On Jan 20, 2008 11:01 PM, James Dennett <jdennett at acm.org> wrote:
> That view has lead to many security issues, where different
> software reacts differently to byte strings which are not
> valid UTF-8 in places where UTF-8 is expected.

Such input should always be rejected. D will throw an exception, which
is the right thing to do. If a programmer wants to be more flexible,
they can always catch the exception and delete invalid sequences.

Security issues have arisen as a result of what are called
non-shortest-sequences. For example, the slash character is
represented in UTF-8 as 2F. Some hackers have attempted to get past
certain filters by representing the slash character as C0 AF. This is
not valid UTF-8 (because UTF-8 forbids non-shortest sequences), but a
buggy implementation might get that wrong and interpret that as
'\u002F'. The important point that I want to make here is that *D GETS
IT RIGHT*. D's implementation will throw an exception on all invalid
UTF-8 sequences, and this will block all such security issues. The
only way they can resurface is if you hand-code your own UTF handling.
So long as you stick to the built-in UTF-handling stuff which D
provides, you will not encounter these security issues.

Other security issues arise as a result of Unicode itself, not UTF-8.
This is because Unicode is such a large character set - which makes it
really good for phishing attacks. After all, if you spell "amazon"
with the greek letter lowercase omicron instead of latin lowercase o,
who's going to notice. However, this is not D's problem - it's a
problem for browser writers, and one they will encounter regardless of
what programming language they use. (Similar issues arise if browsers
fail to convert URLs to Normalisation Form C, but again, that would be
a browser problem, not a D problem. It would also be a bug).

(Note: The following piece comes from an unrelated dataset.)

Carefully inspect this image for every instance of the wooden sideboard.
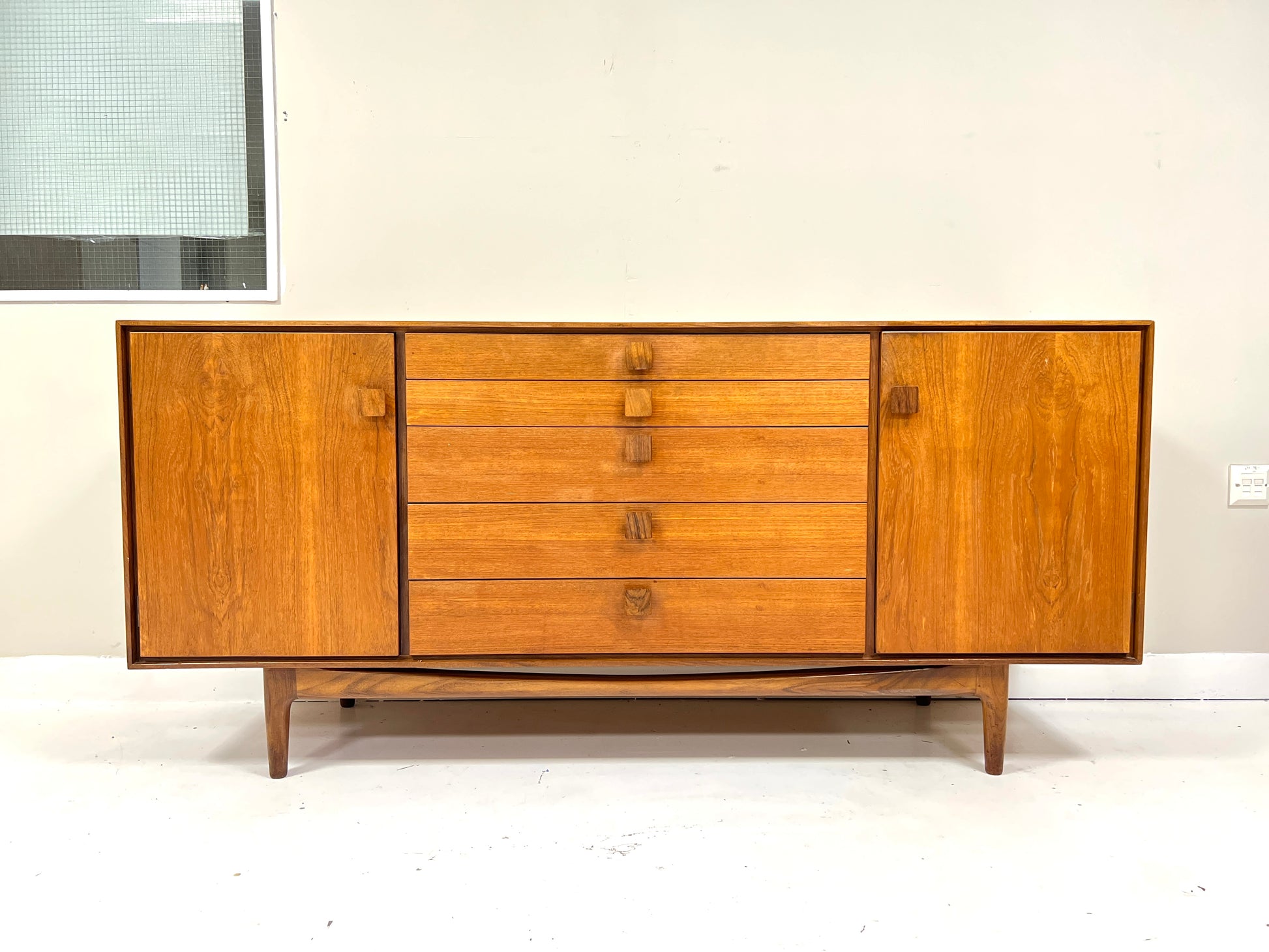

> (char doesn't represent a character in D.  Not great
> naming?

It's reasonable naming, given that UTF-8 code units in the range 00 to
7F do, in fact, correspond to (ASCII) characters. OK, so it's
inappropriately named for holding values 80 to FF, but alternatives
such as codeunit, or utf8, would probably not catch on so easily.

> But let's get more concrete:
> suppose D code finds that an alleged char[] passed to it is, in
> fact, broken (i.e., violates the UTF8 invariants).  What should
> it do -- abort, throw an exception, offer a policy for handling
> such bugs, other?

It should, and does, throw an exception. Your program may catch the
exception, but it should reject the input.